Intestinal DC: Salmonella typhimurium

Previously, we have characterized three major populations of DCs in the Peyer's patches, which are the primary immune inductive organ in the gastrointestinal mucosa. The three DC populations reside in distinct anatomical locations within the Peyer's patch, and secrete distinct sets of cytokines and influence T helper cells to differentiate into either Th1 or Th2 cell types (see diagram on the right). The first type of DCs, called myeloid DCs (CD11b+), reside in the subepithelial dome just underneath the follicle-associated epithelium. The myeloid DCs of the Peyer's patch are special compared to their counterpart in other lymphoid organs in that they have the ability to secrete high levels of IL-10 (not IL-12) and induce IL-4 and IL-10 secretion from CD4+T cells. These cells localize in the subepithelial dome region by responding to the chemokine MIP-3 secreted from the follicle-associated epithelium. The second type of DCs, lymphoid DCs (CD8+), localize exclusively in the interfollicular region. This area contains most of the T cells in the Peyer's patch, and DCs can be seen in close proximity with T cells. The lymphoid DCs localize in the T cell region by responding to the chemokines MIP-3ß and SLC. Finally, we have identified a new subset of DCs called double negative (DN) DCs. These cells lack the expression of both lymphoid (CD8) and myeloid (CD11b) markers and they are localized in the subepithelial dome, interfollicular region and in the epithelium. These DN intraepithelial DCs are found in close contact with M cells, which are specialized in taking up luminal antigens into the dome region. Both the DN and lymphoid DCs secrete IL-12 and influence naïve T cells to become Th1 effector cells.

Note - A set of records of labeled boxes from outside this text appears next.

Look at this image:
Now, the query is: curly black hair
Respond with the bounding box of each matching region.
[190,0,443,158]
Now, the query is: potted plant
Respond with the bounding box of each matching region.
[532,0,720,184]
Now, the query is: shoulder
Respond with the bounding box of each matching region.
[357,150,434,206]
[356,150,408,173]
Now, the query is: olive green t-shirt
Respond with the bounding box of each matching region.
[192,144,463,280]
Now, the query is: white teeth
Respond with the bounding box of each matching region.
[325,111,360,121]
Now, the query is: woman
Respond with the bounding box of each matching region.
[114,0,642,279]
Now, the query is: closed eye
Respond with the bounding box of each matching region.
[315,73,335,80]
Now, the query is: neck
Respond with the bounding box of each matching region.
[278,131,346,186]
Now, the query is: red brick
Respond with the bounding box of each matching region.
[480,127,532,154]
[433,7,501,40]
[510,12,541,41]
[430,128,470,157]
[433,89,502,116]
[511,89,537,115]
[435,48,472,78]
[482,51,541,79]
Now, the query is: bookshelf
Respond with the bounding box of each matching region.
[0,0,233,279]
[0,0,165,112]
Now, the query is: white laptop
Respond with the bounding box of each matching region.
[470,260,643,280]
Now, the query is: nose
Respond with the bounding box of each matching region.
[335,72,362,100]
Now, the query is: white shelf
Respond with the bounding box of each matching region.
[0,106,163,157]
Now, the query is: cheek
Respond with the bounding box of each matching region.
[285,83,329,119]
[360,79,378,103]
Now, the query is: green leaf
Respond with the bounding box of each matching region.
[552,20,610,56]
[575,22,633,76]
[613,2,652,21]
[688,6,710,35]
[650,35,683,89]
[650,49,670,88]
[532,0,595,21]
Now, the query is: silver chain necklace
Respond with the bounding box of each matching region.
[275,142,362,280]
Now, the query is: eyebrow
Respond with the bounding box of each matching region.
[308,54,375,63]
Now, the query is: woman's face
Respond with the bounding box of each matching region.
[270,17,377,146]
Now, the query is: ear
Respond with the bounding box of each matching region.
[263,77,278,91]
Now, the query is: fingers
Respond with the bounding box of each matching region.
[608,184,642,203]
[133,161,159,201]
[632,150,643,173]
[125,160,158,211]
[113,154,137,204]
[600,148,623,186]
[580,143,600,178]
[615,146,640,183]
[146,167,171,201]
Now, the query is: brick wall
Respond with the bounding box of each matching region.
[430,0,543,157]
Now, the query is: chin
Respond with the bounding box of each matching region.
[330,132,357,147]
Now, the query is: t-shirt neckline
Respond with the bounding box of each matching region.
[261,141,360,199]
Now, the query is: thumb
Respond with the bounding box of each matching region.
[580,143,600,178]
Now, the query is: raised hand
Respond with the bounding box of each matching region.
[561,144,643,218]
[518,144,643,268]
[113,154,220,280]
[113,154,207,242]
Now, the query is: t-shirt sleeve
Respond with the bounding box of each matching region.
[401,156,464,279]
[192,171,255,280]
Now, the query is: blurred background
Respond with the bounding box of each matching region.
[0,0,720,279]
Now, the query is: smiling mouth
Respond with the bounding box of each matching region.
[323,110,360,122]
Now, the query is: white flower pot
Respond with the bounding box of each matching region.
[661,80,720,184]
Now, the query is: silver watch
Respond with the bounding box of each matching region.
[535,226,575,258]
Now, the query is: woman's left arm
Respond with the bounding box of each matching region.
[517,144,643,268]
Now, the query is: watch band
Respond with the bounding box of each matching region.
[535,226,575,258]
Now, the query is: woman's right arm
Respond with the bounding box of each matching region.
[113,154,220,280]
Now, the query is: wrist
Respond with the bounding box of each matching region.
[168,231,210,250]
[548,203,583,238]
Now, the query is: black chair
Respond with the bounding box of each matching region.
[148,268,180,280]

Our goal is to define the mechanisms of T cell priming within the Peyer's patch following infection by naturally occurring intestinal pathogen such as Salmonella typhimurium. This infection is characterized by the differentiation of Th1 cells, and the protection observed is conferred by IFN-mediated mechanism. Specifically, we would like to understand how the three dendritic cell subsets in the Peyer's patch induce such effector T cells, and where the initiating events are taking place in vivo.

Lung DC: Influenza infection

The most effective measure of prevention of infectious agents is the prophylactic vaccines. For vaccine development, it is necessary to understand the requirement for optimal induction of adaptive immunity. Epidemics of influenza result in ~36,000 deaths each year in the USA alone. The devastating impact of the 1918 influenza pandemic, which killed ~21 million people worldwide, provides a stark illustration of the potential consequences of the emergence of natural mutations and recombination in the influenza genome. Influenza virus is transmitted through inhalation and direct contact, and infection and replication occurs within the columnar epithelium lining the respiratory tract. Th1 immunity can provide protection against influenza infection. One of the focus of this laboratory is to understand how various DC populations in the lungs mediate the initiation of adaptive immune responses to influenza virus infection. Through examination of the basic mechanisms by which adaptive immunity is induced following natural viral infections in vivo, we wish to contribute to better vaccine design.